On the issue of reclaiming moral language - the sixth component of Sean Faircloth's new political strategy for atheists - atheists should learn to react to the claims that they lack a moral foundation the way Jews react to the phrase "Christ killers."
We react as if it is a mere intellectual error - requiring a rebuttal in terms of reason and evidence. However, it is more than that. Like the term "Christ killers" it is politically and socially useful. It serves to marginalize a group of people - to promote religious animosity and to brand those who use this claim as "morally superior" to the target group.
When people make certain mistakes, we have reason to ask why they make those mistakes and not some other. When it comes to the mistake that atheism lacks a moral foundation, we have reason to ask why the theist makes this mistake and not some other.
Religion is mostly make-believe.

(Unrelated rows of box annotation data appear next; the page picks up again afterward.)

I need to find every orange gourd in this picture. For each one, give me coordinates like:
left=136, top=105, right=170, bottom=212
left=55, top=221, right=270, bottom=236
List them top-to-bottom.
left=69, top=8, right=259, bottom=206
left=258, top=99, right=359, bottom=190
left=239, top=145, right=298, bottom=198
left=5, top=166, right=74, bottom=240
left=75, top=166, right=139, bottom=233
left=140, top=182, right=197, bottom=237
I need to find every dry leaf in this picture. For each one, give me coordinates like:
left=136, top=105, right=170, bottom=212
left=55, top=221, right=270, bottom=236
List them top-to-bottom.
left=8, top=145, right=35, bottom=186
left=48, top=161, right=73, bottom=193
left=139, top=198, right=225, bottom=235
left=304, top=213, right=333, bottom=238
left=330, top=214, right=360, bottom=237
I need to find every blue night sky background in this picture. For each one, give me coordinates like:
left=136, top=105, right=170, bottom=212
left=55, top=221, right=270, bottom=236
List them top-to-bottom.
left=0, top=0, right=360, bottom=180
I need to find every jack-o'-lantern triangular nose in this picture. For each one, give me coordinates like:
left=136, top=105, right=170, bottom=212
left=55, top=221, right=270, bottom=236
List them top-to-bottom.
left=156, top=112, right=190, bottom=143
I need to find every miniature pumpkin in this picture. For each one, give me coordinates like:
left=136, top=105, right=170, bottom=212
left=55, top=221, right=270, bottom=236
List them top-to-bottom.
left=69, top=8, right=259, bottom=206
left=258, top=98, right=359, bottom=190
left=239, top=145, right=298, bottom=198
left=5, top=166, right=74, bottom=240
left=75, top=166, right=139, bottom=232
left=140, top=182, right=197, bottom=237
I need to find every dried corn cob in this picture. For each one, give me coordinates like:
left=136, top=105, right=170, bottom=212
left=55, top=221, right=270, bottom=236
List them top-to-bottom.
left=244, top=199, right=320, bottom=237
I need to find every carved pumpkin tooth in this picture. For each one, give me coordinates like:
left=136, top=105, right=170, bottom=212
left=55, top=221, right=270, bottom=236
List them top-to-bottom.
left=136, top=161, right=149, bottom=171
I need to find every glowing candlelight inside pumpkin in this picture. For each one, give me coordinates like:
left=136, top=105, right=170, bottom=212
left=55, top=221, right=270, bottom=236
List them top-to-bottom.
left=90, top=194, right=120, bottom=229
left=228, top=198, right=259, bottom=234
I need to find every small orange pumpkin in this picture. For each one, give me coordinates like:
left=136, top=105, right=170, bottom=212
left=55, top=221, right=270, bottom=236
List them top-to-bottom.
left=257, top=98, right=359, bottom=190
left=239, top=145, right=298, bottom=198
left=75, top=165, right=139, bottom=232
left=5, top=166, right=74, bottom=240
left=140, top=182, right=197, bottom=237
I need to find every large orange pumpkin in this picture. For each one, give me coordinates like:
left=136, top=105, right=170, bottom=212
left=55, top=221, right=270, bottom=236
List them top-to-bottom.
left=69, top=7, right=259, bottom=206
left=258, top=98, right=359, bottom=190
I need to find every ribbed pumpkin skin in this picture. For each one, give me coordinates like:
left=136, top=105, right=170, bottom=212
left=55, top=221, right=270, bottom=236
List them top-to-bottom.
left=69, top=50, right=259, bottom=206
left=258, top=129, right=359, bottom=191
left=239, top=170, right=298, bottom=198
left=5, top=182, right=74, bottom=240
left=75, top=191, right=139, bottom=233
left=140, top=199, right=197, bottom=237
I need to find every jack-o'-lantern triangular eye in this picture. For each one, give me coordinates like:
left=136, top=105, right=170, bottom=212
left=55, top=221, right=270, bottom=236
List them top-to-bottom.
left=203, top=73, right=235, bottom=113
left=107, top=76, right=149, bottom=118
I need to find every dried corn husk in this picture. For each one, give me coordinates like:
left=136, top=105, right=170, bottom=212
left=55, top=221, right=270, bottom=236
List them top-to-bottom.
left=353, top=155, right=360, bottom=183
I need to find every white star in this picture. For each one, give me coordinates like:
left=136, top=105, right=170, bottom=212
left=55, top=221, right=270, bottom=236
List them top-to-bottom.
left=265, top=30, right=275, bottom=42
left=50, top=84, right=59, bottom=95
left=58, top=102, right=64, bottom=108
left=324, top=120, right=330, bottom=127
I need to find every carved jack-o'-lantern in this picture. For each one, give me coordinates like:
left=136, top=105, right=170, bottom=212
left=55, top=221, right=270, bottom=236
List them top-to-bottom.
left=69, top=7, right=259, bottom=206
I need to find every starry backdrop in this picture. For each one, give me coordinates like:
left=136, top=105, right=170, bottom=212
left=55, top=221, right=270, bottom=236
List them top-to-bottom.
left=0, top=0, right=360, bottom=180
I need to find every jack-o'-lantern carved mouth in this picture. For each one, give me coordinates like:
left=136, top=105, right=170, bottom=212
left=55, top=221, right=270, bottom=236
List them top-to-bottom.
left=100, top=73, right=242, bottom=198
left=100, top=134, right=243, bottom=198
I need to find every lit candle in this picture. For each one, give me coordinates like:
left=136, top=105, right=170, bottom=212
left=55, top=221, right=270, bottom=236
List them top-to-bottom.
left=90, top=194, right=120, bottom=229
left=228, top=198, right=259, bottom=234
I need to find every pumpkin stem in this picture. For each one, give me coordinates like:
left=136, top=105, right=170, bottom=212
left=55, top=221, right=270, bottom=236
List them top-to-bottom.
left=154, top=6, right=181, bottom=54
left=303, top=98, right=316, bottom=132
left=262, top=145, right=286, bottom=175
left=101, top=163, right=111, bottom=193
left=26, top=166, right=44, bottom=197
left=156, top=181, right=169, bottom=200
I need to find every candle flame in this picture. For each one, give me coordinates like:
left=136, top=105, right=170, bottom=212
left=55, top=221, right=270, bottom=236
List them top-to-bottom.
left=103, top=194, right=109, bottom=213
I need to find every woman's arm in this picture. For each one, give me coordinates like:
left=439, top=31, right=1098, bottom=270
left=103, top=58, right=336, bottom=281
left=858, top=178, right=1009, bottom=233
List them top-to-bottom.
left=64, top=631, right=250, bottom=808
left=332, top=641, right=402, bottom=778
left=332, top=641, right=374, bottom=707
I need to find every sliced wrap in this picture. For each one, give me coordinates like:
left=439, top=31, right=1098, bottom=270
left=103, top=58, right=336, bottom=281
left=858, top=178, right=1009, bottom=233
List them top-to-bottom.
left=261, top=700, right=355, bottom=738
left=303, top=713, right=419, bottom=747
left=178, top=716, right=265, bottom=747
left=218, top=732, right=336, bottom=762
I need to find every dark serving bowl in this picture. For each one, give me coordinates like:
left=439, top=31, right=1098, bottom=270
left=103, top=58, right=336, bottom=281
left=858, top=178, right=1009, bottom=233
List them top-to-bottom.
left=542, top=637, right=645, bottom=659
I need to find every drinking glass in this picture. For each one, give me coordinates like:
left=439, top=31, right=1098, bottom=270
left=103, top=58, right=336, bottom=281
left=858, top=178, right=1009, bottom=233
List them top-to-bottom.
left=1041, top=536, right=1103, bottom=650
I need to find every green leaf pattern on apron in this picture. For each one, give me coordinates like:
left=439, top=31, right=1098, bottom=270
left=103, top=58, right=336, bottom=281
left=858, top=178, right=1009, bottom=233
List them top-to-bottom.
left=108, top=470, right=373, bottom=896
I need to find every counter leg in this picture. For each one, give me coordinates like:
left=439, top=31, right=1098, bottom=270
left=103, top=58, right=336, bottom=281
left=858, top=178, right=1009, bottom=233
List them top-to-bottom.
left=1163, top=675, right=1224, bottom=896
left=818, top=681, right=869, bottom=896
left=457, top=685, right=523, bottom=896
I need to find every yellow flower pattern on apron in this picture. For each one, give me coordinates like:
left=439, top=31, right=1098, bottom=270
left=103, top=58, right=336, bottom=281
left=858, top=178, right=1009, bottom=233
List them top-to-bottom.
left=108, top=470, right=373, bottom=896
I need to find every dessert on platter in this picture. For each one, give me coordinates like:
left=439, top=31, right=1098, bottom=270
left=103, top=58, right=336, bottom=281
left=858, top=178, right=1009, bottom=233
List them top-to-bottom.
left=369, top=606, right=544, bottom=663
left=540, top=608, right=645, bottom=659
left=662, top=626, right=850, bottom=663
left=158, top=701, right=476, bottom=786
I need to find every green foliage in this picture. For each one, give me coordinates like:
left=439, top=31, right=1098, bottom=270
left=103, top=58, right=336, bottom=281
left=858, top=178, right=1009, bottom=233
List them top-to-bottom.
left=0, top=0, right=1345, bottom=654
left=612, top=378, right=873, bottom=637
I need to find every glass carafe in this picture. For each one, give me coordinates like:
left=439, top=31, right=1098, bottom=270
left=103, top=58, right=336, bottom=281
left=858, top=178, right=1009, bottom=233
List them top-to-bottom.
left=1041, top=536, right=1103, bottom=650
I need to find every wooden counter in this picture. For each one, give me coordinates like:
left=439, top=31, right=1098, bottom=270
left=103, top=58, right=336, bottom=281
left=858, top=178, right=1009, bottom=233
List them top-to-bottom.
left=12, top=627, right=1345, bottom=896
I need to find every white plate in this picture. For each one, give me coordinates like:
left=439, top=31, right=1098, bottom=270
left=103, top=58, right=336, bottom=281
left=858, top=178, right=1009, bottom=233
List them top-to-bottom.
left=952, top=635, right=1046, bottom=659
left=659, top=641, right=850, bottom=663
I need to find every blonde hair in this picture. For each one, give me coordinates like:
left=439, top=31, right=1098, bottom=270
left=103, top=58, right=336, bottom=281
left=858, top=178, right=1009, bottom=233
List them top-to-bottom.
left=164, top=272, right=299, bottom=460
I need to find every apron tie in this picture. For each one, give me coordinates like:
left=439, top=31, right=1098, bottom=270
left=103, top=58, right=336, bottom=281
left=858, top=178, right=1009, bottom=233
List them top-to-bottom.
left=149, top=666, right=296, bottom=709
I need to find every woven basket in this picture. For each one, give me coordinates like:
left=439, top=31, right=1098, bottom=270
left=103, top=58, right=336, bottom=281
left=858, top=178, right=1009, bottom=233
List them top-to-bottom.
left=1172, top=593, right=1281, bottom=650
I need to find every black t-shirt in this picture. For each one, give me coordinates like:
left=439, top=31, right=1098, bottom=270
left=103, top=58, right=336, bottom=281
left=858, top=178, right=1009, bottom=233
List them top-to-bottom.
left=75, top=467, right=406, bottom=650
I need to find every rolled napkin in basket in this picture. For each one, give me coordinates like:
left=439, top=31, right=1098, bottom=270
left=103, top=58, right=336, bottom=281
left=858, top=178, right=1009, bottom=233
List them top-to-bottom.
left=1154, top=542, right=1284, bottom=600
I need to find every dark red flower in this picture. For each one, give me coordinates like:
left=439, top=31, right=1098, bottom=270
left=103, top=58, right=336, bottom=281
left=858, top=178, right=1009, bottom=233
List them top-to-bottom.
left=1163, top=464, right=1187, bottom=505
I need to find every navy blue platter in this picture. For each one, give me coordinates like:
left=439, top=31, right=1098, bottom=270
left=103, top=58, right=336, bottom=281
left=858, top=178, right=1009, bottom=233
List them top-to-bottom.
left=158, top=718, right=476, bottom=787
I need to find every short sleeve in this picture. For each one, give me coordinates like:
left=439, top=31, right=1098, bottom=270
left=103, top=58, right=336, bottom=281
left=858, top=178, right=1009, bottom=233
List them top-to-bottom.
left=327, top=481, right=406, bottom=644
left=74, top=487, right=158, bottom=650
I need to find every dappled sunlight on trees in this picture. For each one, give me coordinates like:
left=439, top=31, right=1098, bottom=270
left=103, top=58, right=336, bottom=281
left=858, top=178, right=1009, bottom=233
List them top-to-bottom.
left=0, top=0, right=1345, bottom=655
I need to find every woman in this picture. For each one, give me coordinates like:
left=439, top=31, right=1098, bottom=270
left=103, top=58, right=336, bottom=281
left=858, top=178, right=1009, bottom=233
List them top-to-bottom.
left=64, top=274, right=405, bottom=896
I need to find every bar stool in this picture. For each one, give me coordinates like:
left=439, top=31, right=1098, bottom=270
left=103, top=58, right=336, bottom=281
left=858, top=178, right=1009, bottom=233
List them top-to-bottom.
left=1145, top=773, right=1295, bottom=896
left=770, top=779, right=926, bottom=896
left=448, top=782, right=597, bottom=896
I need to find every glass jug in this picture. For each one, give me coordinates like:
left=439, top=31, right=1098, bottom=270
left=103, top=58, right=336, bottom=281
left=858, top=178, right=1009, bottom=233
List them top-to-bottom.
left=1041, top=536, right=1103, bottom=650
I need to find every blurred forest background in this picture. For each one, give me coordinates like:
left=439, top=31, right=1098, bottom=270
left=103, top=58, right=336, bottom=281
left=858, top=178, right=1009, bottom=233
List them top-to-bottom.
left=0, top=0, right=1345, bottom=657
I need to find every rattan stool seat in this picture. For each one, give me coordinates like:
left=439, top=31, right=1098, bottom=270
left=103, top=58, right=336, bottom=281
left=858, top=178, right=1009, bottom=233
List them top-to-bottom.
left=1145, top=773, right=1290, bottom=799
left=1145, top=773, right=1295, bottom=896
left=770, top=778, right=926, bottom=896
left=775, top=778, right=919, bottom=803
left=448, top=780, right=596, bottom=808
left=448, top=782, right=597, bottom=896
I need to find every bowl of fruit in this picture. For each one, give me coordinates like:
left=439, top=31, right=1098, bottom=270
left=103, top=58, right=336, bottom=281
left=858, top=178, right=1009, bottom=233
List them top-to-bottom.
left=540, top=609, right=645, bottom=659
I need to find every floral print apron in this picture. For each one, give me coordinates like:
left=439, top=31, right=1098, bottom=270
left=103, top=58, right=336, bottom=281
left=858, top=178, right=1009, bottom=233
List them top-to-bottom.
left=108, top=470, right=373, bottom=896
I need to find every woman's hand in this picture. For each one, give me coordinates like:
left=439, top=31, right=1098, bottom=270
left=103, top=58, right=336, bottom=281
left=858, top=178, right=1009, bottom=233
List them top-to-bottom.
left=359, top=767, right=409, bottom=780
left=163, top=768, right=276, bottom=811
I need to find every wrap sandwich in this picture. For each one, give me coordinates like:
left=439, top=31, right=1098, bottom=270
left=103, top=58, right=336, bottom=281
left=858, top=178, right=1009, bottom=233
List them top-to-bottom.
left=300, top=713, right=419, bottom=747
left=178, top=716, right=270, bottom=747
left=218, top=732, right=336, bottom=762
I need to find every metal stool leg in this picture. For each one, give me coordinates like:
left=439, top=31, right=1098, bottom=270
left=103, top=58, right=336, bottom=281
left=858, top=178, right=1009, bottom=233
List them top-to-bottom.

So, why make-believe that some target group lacks a foundation for their moral beliefs and attitudes? Why make-believe that, at any minute, they run the risk of breaking out in an orgy of political and social violence because they have no moral constraints? What makes this fiction more attractive than some other fiction?
They could have adopted a fiction in which the universe contains certain moral truths built into it by God, but which are available to everybody. They could have invented a religion that holds that moral facts are like scientific facts in that even an atheist can determine and assent to valid moral laws the way the atheist can still determine and assent to the laws of motion and thermodynamics.
Using this fiction, atheists and theists may disagree on the fundamental origin of the relevant type of laws. However, theists do not assert that because the atheist lacks belief in a divine author of the law of gravity he is in danger of floating away (and of causing those he convinces of floating away with him.) It isn't argued that some people choose atheism because they seek to flaunt the second law of thermodynamics or live life as if it were not the case the E=m*c^2.
So, why not choose a fiction in which moral facts are facts available to atheists and theists alike, allowing us to have intelligent discussions as to what those facts are, even if we disagree about their source?
Of course, a theist may object to some of the premises in this argument - particularly the premise that religion is mostly make-believe. However, I am not seeking arguments convincing to theists. I am seeking arguments that attempt to examine the world as it currently exists.
This is a world in which theists make-believe that atheists lack a moral foundation when they do not have to do so. This is a world in which the belief that atheists lack a foundation for moral beliefs is not merely a mistake. It is a mistake that serves a social and political purpose - to socially elevate those who make this mistake, and socially denigrate and diminish those whom it targets.
Some may claim that the reason the theists believe atheists lack a moral foundation has nothing to do with a desire to establish and maintain a social order in which they are held as socially and politically superior to the target group. They may claim that theists believe these things because they find it in scripture. But how did it get written into scripture to start with? And why is it that this version of the story is the one that got accepted?
We have little reason to doubt that it is because this interpretation not only feeds the ego of those who adopt it, but gives them an excuse to cast others onto the lower tier in the social order.
In America, it casts atheists as untrustworthy, as least likely to share American values, and as being likely to establish a Stalinesque totalitarian regime complete with programs to round up and execute all believers if it should come to pass that atheists get political power.
This type if attitude deserves more than, "Pardon me, but I do not think that reason and evidence properly supports the propositions you are asserting."
It deserves, "If your fraking religion grants you such a strong moral foundation, why didn't it teach you about the evil of promoting hatred and fear of others for the purpose of harvesting social and political power? Where is that in your moral code and why don't you start practicing it?"
Because this - in fact and in practice - is what the claim that non-believers lack a moral foundation is all about. It is about preaching hate and fear for the purpose of harvesting social and political power.